Caso o magistrado não decida pela prorrogação, o ex-presidente pode voltar a cumprir a pena de 27 anos e três meses de prisão por tentativa de golpe de Estado na Papudinha, onde estava antes de obter o benefício.

O procurador-geral da República, Paulo Gonet, já enviou um parecer defendendo a manutenção da domiciliar, alegando que o inquérito sobre a arma do dirigente de direita não imputa “ao sentenciado falta disciplinar que impacte negativamente sobre o atual regime em que cumpre pena”.

Entenda

Na madrugada do dia 15 de junho, a Polícia Militar do Distrito Federal apreendeu, em blitz, uma arma de fogo que seria de propriedade do ex-presidente Jair Bolsonaro (PL).

O aparato estava no carro de Estácio Leite da Silva Filho, um militar do Exército que conduzia um veículo oficial do GSI (Gabinete de Segurança Institucional).

Na abordagem, um dos policiais avistou o armamento e pediu explicações a Estácio. O militar afirmou que a pistola seria levada para reparo e depois devolvida ao proprietário. Na apreensão da arma, a polícia constatou que ela estava registrada no nome de Bolsonaro.

Na conclusão do inquérito, o delegado Thiago Boeing, da Polícia Federal, entendeu que Jair Bolsonaro não cometeu crime. O argumento é que o ex-presidente possui o registro válido do armamento e não havia restrição judicial para mantê-lo em casa, onde cumpre prisão domiciliar.

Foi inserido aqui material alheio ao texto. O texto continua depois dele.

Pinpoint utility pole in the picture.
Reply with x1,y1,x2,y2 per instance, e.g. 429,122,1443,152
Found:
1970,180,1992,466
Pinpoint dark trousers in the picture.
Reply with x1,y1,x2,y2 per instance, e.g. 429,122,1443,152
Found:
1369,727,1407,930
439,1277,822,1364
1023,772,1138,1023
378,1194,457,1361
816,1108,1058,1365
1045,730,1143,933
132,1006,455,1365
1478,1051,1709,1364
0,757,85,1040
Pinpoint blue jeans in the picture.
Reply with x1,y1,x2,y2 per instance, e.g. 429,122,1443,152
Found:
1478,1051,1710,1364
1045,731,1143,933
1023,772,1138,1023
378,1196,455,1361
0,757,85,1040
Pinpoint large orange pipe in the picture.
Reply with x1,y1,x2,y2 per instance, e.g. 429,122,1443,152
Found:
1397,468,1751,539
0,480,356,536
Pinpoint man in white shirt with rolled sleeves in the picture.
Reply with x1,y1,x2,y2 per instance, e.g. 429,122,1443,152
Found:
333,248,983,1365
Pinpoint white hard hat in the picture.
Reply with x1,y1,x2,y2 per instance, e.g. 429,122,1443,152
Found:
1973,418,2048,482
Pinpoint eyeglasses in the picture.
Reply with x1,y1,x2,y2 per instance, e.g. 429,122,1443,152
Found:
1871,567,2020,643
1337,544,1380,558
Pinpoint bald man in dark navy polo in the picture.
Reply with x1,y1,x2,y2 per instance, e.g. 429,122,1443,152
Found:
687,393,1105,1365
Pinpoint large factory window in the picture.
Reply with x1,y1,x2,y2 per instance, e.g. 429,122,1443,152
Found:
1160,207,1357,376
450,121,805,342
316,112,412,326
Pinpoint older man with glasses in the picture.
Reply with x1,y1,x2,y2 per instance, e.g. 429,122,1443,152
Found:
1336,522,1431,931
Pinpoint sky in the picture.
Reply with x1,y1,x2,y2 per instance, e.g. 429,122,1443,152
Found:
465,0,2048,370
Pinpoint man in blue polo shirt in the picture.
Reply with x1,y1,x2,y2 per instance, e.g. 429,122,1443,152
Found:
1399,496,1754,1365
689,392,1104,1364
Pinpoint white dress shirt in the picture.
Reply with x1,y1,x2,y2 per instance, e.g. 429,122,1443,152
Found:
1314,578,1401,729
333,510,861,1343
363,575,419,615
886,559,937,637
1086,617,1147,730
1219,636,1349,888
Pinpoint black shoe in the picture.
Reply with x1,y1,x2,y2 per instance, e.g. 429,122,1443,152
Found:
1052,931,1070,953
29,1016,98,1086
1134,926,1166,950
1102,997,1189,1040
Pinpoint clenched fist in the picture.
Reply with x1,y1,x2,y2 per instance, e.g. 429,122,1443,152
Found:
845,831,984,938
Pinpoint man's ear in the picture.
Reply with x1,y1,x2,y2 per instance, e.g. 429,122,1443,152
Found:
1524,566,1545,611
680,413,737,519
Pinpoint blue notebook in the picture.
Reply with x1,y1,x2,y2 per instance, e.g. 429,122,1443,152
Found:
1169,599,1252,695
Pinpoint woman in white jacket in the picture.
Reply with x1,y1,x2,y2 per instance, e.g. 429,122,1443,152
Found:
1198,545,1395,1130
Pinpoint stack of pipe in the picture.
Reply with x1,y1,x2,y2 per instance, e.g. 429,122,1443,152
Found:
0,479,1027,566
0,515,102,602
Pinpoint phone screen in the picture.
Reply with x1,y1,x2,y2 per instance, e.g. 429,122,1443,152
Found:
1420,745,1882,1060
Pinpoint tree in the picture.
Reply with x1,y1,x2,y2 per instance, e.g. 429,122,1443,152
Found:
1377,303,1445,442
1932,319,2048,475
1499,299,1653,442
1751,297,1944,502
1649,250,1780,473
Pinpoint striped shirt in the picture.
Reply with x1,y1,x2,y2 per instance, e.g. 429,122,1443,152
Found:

No entanto, o delegado sugeriu o indiciamento do sargento Estácio por porte ilegal de arma de fogo de uso restrito, por transportar o item registrado em nome de terceiros.

Defesa se reúne com Moraes

Nesta semana, o ministro Alexandre de Moraes se reuniu com a defesa do ex-presidente. Após o encontro, o advogado Paulo Cunha Bueno relatou que a conversa girou em torno da saúde de Bolsonaro e do caso da arma registrada em nome dele.

No encontro, o ministro teria manifestado “preocupação” com a saúde do ex-presidente, segundo o advogado. “O ministro relator, com muita urbanidade, deu audição atenta aos argumentos trazidos — tanto no que tange à atual situação médica, quanto à questão referente a arma havida na residência –, deixando assente sua preocupação em relação à condição de saúde e aos cuidados que vem sendo dispensados”, declarou Bueno.

O ex-presidente cumpre prisão domiciliar temporária desde março, após autorização de Alexandre de Moraes por razões de saúde. O prazo inicial da medida, de 90 dias, terminou na semana passada. No entanto, o episódio envolvendo a arma adiou a decisão sobre a continuidade da prisão domiciliar.